During the last months we have been hard at work with several liquidity partners to fulfill the promise of Security Tokens, or Digital Securities as we prefer to call them.
Our team is working with these partners to integrate the mechanisms of Securitize’s Digital Securities Protocol (DS Protocol) within their platforms. Our protocol provides a guarantee to issuers that the required control mechanisms (due to regulatory and business reasons) are enforced during trades and it does so automatically and in a decentralized way using smart contracts on a public blockchain (Ethereum in this case).
Decentralized Compliance is the Key
Earlier this year, Templum announced that it was to be the first company to execute a secondary market Security Token transaction of Blockchain Capital’s BCAP token. Given our intimate knowledge of the BCAP token (the original version, and not the current one upgraded with our protocol), we well know that this was not done using a decentralized compliance protocol on the blockchain, so the approval and necessary checks were presumably done manually.

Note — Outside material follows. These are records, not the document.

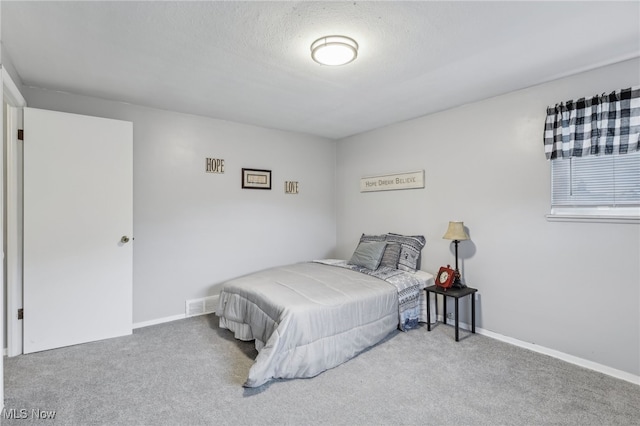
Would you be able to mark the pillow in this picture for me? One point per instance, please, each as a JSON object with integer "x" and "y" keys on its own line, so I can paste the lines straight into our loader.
{"x": 368, "y": 254}
{"x": 410, "y": 249}
{"x": 390, "y": 256}
{"x": 365, "y": 237}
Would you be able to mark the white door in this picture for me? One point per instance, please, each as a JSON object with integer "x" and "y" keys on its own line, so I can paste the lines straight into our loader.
{"x": 78, "y": 204}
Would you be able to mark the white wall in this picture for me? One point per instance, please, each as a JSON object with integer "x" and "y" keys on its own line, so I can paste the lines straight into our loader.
{"x": 570, "y": 287}
{"x": 194, "y": 230}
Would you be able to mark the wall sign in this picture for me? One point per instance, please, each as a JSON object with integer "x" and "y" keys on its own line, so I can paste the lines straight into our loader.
{"x": 291, "y": 187}
{"x": 214, "y": 165}
{"x": 256, "y": 179}
{"x": 410, "y": 180}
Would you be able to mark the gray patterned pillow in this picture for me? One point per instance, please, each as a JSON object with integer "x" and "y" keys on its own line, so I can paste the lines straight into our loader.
{"x": 368, "y": 254}
{"x": 391, "y": 256}
{"x": 366, "y": 237}
{"x": 410, "y": 249}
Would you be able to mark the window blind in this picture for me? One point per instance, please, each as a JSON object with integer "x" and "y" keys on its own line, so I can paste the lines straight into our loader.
{"x": 596, "y": 181}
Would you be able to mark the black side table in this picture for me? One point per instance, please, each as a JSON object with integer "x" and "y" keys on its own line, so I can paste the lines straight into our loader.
{"x": 456, "y": 293}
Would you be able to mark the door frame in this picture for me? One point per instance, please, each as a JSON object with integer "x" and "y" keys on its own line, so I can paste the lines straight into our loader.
{"x": 15, "y": 102}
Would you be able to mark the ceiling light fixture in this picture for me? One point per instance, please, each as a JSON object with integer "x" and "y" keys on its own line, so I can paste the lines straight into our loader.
{"x": 334, "y": 50}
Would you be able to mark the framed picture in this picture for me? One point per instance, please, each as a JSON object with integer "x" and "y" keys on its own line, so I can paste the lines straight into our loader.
{"x": 256, "y": 179}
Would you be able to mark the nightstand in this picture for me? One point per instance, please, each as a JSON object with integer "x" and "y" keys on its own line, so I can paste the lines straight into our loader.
{"x": 456, "y": 293}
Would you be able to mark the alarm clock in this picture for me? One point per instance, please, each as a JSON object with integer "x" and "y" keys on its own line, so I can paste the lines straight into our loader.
{"x": 445, "y": 277}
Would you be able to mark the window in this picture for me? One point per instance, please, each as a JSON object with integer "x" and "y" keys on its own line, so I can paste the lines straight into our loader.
{"x": 594, "y": 148}
{"x": 596, "y": 186}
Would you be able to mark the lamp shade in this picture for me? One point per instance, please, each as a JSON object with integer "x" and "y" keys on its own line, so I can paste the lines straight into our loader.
{"x": 456, "y": 232}
{"x": 334, "y": 50}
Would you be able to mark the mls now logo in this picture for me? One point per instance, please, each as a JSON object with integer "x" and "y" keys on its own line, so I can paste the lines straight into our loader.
{"x": 23, "y": 413}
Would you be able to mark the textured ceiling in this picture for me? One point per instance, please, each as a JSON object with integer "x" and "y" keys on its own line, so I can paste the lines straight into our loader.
{"x": 250, "y": 62}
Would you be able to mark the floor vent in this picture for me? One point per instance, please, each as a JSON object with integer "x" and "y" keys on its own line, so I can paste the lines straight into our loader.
{"x": 205, "y": 305}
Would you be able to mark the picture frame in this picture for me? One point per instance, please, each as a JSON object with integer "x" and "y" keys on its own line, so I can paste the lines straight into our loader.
{"x": 256, "y": 179}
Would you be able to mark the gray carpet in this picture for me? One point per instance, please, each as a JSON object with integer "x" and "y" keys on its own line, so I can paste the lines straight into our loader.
{"x": 190, "y": 372}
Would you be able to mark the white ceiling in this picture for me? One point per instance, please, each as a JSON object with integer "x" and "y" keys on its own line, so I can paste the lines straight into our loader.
{"x": 250, "y": 62}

What we will show you here is the first ever usage of a Security Token protocol to approve a trade on an exchange. The compliance checks for this exchange were run on the blockchain in a completely automated and decentralized way, implementing Securitize’s Digital Securities (DS) Protocol’s set of smart contracts. The trades were done in two different marketplaces — two of the many that are integrating our compliance protocol. Please note that while some exchanges choose to use their own internal protocols for compliance, the advantage of using an independent one (like ours) is that the same token can be issued with a single protocol, and traded compliantly on multiple exchanges simultaneously, which will increase liquidity for issuers. We believe that, as in capital markets today, the role of the exchanges versus the role of the so-called transfer agents (which in this case are just protocols on the blockchain for Security Tokens, decentralized transfer agents) will be delineated. A protocol (transfer agent) that is proprietary in one exchange is less likely to be adopted by competing exchanges.

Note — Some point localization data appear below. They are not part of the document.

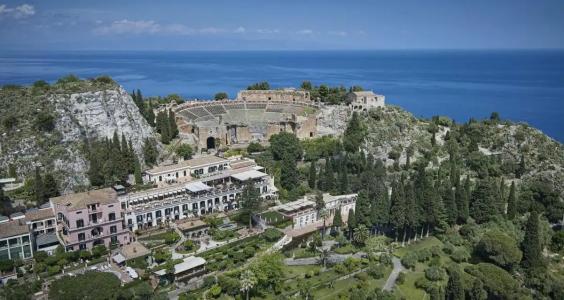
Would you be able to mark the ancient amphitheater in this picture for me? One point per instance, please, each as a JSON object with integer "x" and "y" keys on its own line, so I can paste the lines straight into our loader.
{"x": 257, "y": 115}
{"x": 253, "y": 116}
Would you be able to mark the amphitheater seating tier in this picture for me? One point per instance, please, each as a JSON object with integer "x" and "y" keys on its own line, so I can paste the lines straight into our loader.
{"x": 216, "y": 109}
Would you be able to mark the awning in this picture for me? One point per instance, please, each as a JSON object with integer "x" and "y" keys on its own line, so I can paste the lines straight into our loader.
{"x": 252, "y": 174}
{"x": 197, "y": 187}
{"x": 118, "y": 258}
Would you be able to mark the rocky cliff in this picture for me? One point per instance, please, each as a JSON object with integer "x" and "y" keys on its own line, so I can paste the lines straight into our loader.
{"x": 493, "y": 147}
{"x": 47, "y": 126}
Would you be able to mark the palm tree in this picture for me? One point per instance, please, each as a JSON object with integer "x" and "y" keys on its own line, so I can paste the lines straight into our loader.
{"x": 248, "y": 281}
{"x": 324, "y": 256}
{"x": 360, "y": 234}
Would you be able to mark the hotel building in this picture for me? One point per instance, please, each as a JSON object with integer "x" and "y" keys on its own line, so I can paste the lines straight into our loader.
{"x": 213, "y": 190}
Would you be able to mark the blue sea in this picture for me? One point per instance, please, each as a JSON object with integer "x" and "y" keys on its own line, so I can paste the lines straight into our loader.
{"x": 522, "y": 85}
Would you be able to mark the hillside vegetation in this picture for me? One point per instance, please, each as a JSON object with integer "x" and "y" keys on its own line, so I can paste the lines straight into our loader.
{"x": 47, "y": 126}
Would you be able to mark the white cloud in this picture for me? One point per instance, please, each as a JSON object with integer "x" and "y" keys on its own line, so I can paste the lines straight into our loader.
{"x": 129, "y": 27}
{"x": 18, "y": 12}
{"x": 267, "y": 31}
{"x": 305, "y": 32}
{"x": 338, "y": 33}
{"x": 126, "y": 26}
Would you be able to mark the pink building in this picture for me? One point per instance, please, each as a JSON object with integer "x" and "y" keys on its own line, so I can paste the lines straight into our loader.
{"x": 90, "y": 218}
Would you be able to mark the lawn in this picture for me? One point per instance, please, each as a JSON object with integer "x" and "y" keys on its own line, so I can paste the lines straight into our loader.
{"x": 421, "y": 244}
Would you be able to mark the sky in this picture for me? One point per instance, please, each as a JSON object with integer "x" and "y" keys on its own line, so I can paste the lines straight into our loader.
{"x": 280, "y": 25}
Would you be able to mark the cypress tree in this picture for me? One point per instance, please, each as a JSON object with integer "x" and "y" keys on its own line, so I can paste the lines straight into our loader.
{"x": 351, "y": 222}
{"x": 484, "y": 201}
{"x": 362, "y": 209}
{"x": 338, "y": 219}
{"x": 511, "y": 202}
{"x": 50, "y": 185}
{"x": 381, "y": 211}
{"x": 329, "y": 176}
{"x": 450, "y": 202}
{"x": 137, "y": 171}
{"x": 39, "y": 189}
{"x": 454, "y": 289}
{"x": 521, "y": 168}
{"x": 462, "y": 200}
{"x": 288, "y": 173}
{"x": 398, "y": 210}
{"x": 150, "y": 114}
{"x": 172, "y": 124}
{"x": 343, "y": 179}
{"x": 532, "y": 247}
{"x": 312, "y": 177}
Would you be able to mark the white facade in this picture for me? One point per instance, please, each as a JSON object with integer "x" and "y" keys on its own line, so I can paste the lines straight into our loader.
{"x": 212, "y": 193}
{"x": 186, "y": 170}
{"x": 364, "y": 101}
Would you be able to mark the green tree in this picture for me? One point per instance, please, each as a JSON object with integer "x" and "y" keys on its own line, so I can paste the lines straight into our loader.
{"x": 184, "y": 151}
{"x": 137, "y": 171}
{"x": 338, "y": 219}
{"x": 511, "y": 202}
{"x": 312, "y": 176}
{"x": 173, "y": 131}
{"x": 306, "y": 85}
{"x": 289, "y": 173}
{"x": 500, "y": 248}
{"x": 484, "y": 201}
{"x": 39, "y": 188}
{"x": 354, "y": 134}
{"x": 285, "y": 144}
{"x": 150, "y": 151}
{"x": 462, "y": 200}
{"x": 360, "y": 234}
{"x": 248, "y": 280}
{"x": 532, "y": 245}
{"x": 221, "y": 96}
{"x": 521, "y": 168}
{"x": 250, "y": 200}
{"x": 351, "y": 222}
{"x": 50, "y": 185}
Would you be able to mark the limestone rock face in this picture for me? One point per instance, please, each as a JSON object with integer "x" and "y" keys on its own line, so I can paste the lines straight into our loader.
{"x": 81, "y": 114}
{"x": 100, "y": 114}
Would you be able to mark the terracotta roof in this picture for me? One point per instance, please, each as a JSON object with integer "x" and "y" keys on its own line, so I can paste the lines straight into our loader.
{"x": 193, "y": 224}
{"x": 191, "y": 163}
{"x": 39, "y": 214}
{"x": 13, "y": 228}
{"x": 81, "y": 200}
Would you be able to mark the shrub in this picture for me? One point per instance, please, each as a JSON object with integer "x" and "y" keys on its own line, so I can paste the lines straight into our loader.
{"x": 423, "y": 255}
{"x": 436, "y": 251}
{"x": 99, "y": 250}
{"x": 45, "y": 122}
{"x": 361, "y": 276}
{"x": 376, "y": 271}
{"x": 386, "y": 259}
{"x": 448, "y": 248}
{"x": 68, "y": 79}
{"x": 255, "y": 147}
{"x": 409, "y": 260}
{"x": 435, "y": 273}
{"x": 52, "y": 270}
{"x": 499, "y": 248}
{"x": 401, "y": 278}
{"x": 460, "y": 255}
{"x": 271, "y": 235}
{"x": 105, "y": 79}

Trading via Open Finance Network
We started working with Open Finance Network (OFN) back in May and have integrated the DS Protocol into their system. Thanks to the integrations made, we have now seen how an investor who onboards and runs KYC checks via the OFN platform can be cleared into the Registry Service associated with a DS Token. We saw this happen with the SPiCE VC Token, and it was possible because SPiCE VC “trusted” OFN via the DS Protocol to execute.
With this possibility, a new investor is able to buy SPiCE VC Tokens from other investors selling them. The OFN platform matches such orders and clears them via the
transferFrom() method in the DS Token (a standard ERC20 method since we are ERC20 compatible). The DS Protocol then checks not only that both parties in the transaction are in the Registry Service (what would be a basic whitelisting), but also that the current context and the parties’ categories allow such a transfer to happen. Note here that simply creating whitelists of investors on a contract is not enough to run a decentralized compliance protocol; you also must check compliance rules and investor limits in real time.
The approved transfer will move tokens from one party’s wallet to the other’s.